Your other questions at https://stackoverflow.com/questions/37753783/ and Is there any way to tell if a shell script was killed with signal 9 indicate that what's missing from your question is that you are trying to run Tomcat under upstart.
In such a case:
start-stop-daemon is not appropriate.
- Nor is
su.
- Nor are Poor Man's Daemon Supervisor gyrations to do PID file management in shell script.
All of those are attempting to duplicate stuff that upstart does directly. The use of su is particularly bad, because it isn't a tool for dropping privileges. It is a tool for adding privileges, in a login session. It nowadays has involvement under the covers with various login session management subsystems that makes it particularly inappropriate for the (much simpler) task of dropping superuser privileges in a dæmon. start-stop-daemon is just supererogatory. And upstart knows the process IDs of its children.

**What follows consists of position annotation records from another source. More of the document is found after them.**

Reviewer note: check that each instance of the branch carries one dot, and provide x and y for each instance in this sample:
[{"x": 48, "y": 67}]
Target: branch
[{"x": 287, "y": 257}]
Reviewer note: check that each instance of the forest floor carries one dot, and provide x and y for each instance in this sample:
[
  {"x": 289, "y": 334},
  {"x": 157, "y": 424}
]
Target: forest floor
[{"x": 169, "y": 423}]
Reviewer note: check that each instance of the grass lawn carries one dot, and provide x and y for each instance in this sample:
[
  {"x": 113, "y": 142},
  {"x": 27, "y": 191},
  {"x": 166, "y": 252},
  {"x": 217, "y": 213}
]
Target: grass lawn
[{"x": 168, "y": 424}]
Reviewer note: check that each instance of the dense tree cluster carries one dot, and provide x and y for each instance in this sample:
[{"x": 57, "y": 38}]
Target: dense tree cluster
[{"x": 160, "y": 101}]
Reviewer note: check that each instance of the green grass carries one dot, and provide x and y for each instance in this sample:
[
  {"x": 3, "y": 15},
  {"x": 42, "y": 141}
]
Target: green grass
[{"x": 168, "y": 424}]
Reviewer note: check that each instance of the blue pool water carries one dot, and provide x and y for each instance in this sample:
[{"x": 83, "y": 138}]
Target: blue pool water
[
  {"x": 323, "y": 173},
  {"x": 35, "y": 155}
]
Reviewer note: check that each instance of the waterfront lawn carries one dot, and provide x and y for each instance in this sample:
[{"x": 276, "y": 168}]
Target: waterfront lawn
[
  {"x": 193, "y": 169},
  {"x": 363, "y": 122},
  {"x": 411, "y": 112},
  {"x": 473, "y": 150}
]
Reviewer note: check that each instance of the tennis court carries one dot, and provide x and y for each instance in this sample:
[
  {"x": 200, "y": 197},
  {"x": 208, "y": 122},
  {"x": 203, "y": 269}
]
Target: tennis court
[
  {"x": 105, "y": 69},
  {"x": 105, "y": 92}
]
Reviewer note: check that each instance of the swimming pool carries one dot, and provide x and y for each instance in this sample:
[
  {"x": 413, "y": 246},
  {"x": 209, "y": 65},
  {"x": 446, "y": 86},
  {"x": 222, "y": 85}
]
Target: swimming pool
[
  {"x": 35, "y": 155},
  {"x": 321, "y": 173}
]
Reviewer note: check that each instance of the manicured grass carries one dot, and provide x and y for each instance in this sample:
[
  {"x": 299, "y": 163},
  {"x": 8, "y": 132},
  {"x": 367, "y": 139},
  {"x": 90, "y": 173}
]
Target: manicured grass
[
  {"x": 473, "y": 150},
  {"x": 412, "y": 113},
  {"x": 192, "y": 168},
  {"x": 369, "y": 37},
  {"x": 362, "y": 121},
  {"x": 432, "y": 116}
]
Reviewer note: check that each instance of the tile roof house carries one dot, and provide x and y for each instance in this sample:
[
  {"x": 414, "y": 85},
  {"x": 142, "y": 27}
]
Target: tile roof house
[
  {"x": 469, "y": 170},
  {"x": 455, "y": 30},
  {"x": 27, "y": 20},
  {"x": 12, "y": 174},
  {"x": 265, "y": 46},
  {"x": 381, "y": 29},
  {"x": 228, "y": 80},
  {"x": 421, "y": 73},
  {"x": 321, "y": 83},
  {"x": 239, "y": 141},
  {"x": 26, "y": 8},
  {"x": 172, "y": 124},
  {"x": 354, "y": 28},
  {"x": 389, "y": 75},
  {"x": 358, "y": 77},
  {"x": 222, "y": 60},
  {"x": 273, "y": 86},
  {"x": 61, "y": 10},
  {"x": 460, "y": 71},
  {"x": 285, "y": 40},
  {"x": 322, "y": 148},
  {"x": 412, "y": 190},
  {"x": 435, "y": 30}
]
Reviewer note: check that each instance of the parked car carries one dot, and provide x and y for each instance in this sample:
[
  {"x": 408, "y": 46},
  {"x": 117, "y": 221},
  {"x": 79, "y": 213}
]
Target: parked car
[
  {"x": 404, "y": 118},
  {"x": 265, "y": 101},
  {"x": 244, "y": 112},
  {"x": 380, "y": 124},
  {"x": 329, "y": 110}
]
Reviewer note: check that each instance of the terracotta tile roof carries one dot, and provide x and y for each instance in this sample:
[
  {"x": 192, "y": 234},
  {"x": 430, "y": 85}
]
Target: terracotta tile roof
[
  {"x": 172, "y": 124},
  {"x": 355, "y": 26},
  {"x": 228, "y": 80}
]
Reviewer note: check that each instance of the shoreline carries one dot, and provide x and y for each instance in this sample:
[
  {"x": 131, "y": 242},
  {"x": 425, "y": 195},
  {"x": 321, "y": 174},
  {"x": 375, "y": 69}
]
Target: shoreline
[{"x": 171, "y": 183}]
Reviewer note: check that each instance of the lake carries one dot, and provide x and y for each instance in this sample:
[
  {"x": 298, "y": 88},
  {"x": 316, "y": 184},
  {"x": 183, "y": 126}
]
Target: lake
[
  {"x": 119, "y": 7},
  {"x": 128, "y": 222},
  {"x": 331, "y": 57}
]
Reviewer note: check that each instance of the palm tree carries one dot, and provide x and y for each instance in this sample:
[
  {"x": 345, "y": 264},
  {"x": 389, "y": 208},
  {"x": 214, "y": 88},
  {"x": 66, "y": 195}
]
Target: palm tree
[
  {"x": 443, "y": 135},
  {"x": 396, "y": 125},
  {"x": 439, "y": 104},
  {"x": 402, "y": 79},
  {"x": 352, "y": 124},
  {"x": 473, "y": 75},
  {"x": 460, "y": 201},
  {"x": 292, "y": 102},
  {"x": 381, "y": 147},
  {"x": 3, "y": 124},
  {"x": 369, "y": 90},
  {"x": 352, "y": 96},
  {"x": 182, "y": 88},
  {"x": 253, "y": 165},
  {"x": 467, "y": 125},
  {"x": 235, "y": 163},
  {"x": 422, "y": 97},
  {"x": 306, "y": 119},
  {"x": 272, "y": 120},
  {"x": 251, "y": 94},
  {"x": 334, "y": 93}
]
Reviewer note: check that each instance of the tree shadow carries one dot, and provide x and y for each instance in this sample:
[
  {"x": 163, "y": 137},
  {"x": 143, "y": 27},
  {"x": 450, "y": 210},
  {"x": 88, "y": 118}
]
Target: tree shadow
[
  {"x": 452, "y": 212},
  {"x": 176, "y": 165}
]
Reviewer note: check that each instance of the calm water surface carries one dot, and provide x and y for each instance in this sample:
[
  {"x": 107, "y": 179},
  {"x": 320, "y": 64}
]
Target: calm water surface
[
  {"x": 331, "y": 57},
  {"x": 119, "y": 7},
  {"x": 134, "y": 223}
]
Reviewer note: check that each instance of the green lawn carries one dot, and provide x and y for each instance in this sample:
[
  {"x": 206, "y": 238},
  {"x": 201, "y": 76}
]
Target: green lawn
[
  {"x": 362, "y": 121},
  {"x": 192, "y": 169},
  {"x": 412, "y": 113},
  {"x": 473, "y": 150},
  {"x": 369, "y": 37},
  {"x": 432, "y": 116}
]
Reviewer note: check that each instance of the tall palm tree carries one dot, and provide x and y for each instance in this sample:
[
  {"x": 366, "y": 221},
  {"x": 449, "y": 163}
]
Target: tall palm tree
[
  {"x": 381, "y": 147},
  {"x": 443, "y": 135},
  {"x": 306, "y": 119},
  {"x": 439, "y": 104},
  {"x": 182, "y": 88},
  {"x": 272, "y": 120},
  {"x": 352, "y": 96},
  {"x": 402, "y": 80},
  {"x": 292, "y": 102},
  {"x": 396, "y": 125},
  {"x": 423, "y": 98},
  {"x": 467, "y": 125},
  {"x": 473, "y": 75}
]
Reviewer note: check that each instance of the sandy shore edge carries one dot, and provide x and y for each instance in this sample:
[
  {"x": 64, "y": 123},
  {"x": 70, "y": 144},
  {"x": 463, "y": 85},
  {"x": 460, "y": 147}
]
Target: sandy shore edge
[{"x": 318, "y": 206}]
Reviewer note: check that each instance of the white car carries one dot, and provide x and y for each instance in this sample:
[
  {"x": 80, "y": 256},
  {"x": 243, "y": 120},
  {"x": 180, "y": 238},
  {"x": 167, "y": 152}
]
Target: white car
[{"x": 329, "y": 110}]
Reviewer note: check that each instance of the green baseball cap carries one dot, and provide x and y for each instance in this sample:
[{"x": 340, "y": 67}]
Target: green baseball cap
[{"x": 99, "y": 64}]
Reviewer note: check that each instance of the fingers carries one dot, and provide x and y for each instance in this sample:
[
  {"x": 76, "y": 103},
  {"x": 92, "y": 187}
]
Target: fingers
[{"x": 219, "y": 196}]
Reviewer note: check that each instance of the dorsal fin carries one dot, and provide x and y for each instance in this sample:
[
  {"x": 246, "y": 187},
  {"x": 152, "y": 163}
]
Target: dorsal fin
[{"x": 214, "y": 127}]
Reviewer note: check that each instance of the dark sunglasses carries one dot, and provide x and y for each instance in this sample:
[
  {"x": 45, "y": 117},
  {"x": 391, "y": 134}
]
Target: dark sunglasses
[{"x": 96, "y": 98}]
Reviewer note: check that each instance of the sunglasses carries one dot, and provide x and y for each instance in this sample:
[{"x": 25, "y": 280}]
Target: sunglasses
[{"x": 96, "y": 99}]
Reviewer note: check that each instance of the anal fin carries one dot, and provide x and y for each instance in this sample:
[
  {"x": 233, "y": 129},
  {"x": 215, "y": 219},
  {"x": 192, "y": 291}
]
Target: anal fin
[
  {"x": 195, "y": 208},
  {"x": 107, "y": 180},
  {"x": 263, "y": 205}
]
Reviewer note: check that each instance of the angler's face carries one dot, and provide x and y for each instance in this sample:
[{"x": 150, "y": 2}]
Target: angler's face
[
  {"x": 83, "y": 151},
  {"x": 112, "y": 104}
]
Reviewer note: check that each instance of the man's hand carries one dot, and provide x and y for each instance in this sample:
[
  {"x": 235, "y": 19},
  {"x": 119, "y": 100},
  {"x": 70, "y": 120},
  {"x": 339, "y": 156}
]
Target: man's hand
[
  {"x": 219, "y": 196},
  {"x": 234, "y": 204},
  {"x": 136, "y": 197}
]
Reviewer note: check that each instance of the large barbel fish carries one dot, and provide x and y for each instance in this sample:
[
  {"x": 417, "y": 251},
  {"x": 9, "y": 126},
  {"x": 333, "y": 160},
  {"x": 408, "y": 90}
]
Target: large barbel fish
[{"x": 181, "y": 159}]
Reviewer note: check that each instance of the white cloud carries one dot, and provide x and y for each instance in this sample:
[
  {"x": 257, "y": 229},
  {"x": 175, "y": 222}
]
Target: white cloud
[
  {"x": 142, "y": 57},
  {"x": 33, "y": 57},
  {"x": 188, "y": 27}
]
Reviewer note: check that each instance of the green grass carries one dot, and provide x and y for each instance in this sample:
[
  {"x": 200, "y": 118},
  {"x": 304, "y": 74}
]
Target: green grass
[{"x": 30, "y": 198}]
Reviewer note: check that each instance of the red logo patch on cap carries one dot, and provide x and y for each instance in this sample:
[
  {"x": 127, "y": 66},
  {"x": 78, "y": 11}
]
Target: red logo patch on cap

In the upstart job file, use the setuid and (if appropriate) setgid stanzas to drop privileges to an unprivileged user:
setuid tomcat
And if you do invoke catalina.sh via sh -c, which isn't really necessary, don't wander into systemd House of Horror territory. (It's only marginally less horrendous when these sorts of things are done with upstart.) Do things the daemontools way and have the shell chain to the script, invoking it via the shell's exec command so that upstart sees the dæmon as its direct child process. (And make sure that upstart knows this with the correct expect stanza, too.)
An explicit shell isn't necessary in the first place, though, because upstart can invoke catalina.sh directly itself, just as systemd and other service management tools can. You furthermore thus don't have the worry of ensuring that /bin/bash is actually the right interpreter for that script.